Telemedicina en LATAM: el antes y después que transformó la región
Si alguien hubiera dicho en 2019 que en menos de dos años la telemedicina pasaría de ser un nicho experimental a convertirse en un pilar de los sistemas de salud latinoamericanos, pocos lo habrían creído. El informe FIME de ese año describía la telemedicina como una tecnología "emergente" — México la utilizaba para "incrementar el alcance hacia los pacientes" en zonas remotas, pero la adopción generalizada era más un deseo que una realidad.
En 2026, la fotografía es completamente diferente.

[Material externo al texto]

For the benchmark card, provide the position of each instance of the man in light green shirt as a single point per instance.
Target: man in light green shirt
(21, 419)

Este artículo analiza el antes y después de la telemedicina en LATAM, la evolución regulatoria por país y por qué la teleradiología se ha consolidado como el caso de uso más maduro de la región.
El estado en 2019: experimental y fragmentado
Antes de la pandemia, la telemedicina en Latinoamérica existía en bolsillos aislados:
- Brasil tenía experiencias puntuales de telessaúde a través del programa Telessaúde Brasil Redes, conectando especialistas con unidades básicas de salud en zonas remotas del norte y nordeste.

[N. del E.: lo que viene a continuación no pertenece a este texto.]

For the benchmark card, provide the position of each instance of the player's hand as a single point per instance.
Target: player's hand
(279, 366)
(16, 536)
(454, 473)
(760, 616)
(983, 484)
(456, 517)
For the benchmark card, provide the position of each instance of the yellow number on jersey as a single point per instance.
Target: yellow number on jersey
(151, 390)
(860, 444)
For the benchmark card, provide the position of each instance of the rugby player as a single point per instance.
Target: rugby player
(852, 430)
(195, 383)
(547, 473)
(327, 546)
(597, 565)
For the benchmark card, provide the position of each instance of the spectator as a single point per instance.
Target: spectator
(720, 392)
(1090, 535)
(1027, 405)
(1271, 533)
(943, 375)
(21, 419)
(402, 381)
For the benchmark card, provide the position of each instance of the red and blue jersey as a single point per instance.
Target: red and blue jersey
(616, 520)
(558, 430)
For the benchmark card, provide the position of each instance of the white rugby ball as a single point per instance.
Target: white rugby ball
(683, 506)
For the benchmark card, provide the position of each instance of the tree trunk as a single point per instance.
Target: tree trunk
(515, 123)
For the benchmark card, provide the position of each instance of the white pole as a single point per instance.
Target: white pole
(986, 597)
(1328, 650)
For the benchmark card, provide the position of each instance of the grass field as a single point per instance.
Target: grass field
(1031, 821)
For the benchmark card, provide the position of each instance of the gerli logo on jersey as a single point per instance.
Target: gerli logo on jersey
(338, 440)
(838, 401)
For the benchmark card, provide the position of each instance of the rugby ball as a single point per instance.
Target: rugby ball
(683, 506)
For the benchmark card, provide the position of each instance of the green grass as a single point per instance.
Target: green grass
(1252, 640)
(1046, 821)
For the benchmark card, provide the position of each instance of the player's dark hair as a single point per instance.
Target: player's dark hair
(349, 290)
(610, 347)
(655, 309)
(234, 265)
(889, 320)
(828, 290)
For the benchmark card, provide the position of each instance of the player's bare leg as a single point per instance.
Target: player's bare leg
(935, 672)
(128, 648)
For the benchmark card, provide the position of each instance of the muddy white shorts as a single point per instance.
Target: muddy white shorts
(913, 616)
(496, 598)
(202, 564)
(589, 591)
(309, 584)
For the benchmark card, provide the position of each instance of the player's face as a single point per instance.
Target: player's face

- Colombia experimentaba con teleconsulta en zonas rurales a través de convenios universidad-hospital, pero sin un marco regulatorio específico.

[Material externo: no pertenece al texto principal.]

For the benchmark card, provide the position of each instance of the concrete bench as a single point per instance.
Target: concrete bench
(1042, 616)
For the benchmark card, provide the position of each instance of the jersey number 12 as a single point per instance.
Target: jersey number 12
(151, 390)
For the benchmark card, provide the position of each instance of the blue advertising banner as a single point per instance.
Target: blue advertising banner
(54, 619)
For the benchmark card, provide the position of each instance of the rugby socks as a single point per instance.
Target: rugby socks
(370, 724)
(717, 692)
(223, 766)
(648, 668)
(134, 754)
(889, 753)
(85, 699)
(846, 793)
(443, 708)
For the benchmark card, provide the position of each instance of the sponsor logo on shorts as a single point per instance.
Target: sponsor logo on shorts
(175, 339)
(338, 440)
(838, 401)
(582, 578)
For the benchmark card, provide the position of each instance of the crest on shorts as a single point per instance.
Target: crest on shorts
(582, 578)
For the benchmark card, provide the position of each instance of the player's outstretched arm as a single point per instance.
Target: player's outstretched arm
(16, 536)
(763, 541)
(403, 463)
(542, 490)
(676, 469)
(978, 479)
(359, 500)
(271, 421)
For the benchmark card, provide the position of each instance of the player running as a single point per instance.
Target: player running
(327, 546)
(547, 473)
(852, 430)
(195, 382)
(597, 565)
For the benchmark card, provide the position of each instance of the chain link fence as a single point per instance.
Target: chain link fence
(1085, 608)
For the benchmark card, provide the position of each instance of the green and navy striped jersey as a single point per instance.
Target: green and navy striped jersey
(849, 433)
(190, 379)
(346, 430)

- México lideraba en el sector privado con startups de teleconsulta, mientras el sector público la utilizaba principalmente para llegar a comunidades indígenas y rurales.
- Chile pilotaba el programa Hospital Digital desde 2018, con resultados prometedores pero alcance limitado.
- Perú tenía el Plan Nacional de Telesalud pero con implementación incipiente, concentrada en Lima y algunas capitales departamentales.
El denominador común era claro: la telemedicina era un complemento marginal, no un canal principal de atención. Los médicos desconfiaban de su validez clínica, los pacientes no la conocían y los marcos regulatorios eran inexistentes o ambiguos.
Las barreras pre-pandemia
El informe FIME 2019 identificaba obstáculos que parecían estructurales:
- Conectividad insuficiente: menos del 50 % de la población rural latinoamericana tenía acceso a internet de banda ancha.
- Ausencia de regulación: la mayoría de los países no tenían leyes que validaran jurídicamente una consulta virtual ni el diagnóstico remoto.
- Resistencia cultural: tanto médicos como pacientes preferían la consulta presencial. La relación médico-paciente se entendía como inherentemente presencial.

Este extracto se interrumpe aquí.